Insomma, una differenza sottile, ma sostanziale. Il packaging compostabile può essere trattato insieme ai rifiuti organici, mentre i prodotti come le plastiche biodegradabili vanno gestiti a parte. Lo scontro a Bruxelles sui parametri, sulla plausibilità e la sostenibilità delle bioplastiche compostabili va avanti da anni. E le stesse associazioni ambientaliste sono spaccate tra chi è favorevole e chi è contrario. In particolare in questi ultimissimi giorni è circolato un nuovo documento di Bruxelles che riapre il contenzioso con l’Italia per i piatti biocompostabili. Come andrà a finire?

“L’entrata in vigore della direttiva Sup anche in Italia – dichiara Angelo Gentili, della segreteria nazionale di Legambiente – rappresenta uno step strategico per la transizione. Pur essendo vero che il nostro Paese è, già da tempo, leader in questo ambito, è altrettanto vero e cruciale non abbassare la guardia ma, al contrario, alzare costantemente l’asticella nella lotta alla plastica monouso. Senza alcun dubbio, fondamentale sarà continuare a promuovere sempre di più il riutilizzabile, anche perché, con la pandemia, sono purtroppo tornati prepotentemente gli oggetti di plastica usa e getta – aggiunge Gentili -. Altro aspetto da non sottovalutare riguarda il fatto che, in queste ultime settimane, stanno comparendo sugli scaffali prodotti in plastica molto simili a quelli monouso, ma ‘riutilizzabili’ per un numero limitato di volte, come indicato nelle confezioni. Un tentativo, nella nostra opinione, di aggirare la normativa che non farà altro che incrementare l’utilizzo della plastica invece che disincentivarlo. Al contrario, serve fare ciò che a Festambiente, la nostra manifestazione nazionale che ho l’onore di coordinare da 34 anni, facciamo da sempre: favorire una drastica e concreta riduzione della plastica monouso e sensibilizzare le persone ad adottare comportamenti e stili di vita più sostenibili. Ricordando che la dispersione di plastica nell’ambiente può causare seri danni anche alla biodiversità”.

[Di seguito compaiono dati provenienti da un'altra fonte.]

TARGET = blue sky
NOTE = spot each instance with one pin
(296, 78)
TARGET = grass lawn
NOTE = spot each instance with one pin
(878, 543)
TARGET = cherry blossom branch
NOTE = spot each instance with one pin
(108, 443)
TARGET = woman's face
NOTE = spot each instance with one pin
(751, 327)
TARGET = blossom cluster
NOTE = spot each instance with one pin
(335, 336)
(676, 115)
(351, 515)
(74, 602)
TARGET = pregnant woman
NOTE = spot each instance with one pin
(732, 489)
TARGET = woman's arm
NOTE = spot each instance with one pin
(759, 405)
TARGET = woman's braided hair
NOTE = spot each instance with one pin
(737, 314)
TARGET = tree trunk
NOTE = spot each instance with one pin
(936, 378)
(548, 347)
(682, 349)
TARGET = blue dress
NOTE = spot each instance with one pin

Tra l’Unione europea e l’Italia è in corso da anni una disputa sul concetto di compostabilità

Di diverso avviso Greenpeace, che già a fine aprile ricordava come “la maggior parte delle norme finora adottate in Italia ha promosso e incentivato la sostituzione dei prodotti monouso realizzati in plastica tradizionale con prodotti monouso realizzati in bioplastica compostabile, anche laddove sarebbe stato possibile adottare misure in grado di superare il ricorso all’usa e getta. Limitare i danni delle plastiche sull’ambiente non vuol dire sostituire i materiali, spostando così gli impatti su altri comparti ambientali e lasciando inalterato il modello dell’usa e getta. Bisogna ridurre il ricorso al monouso”, come suggerisce ad esempio il crescente impiego in altri Paesi del deposito cauzionale.

In ogni caso, la direttiva è in vigore. Le scorte dei prodotti invece potranno essere smaltite dai venditori purché possano comprovarne l’effettiva immissione sul mercato in data antecedente al 14 gennaio 2022. Per chi immetterà sul mercato o venderà prodotti non conformi sono previste multe che andranno da 2.500 a 25.000 euro. Non altissime, ma comunque è già qualcosa.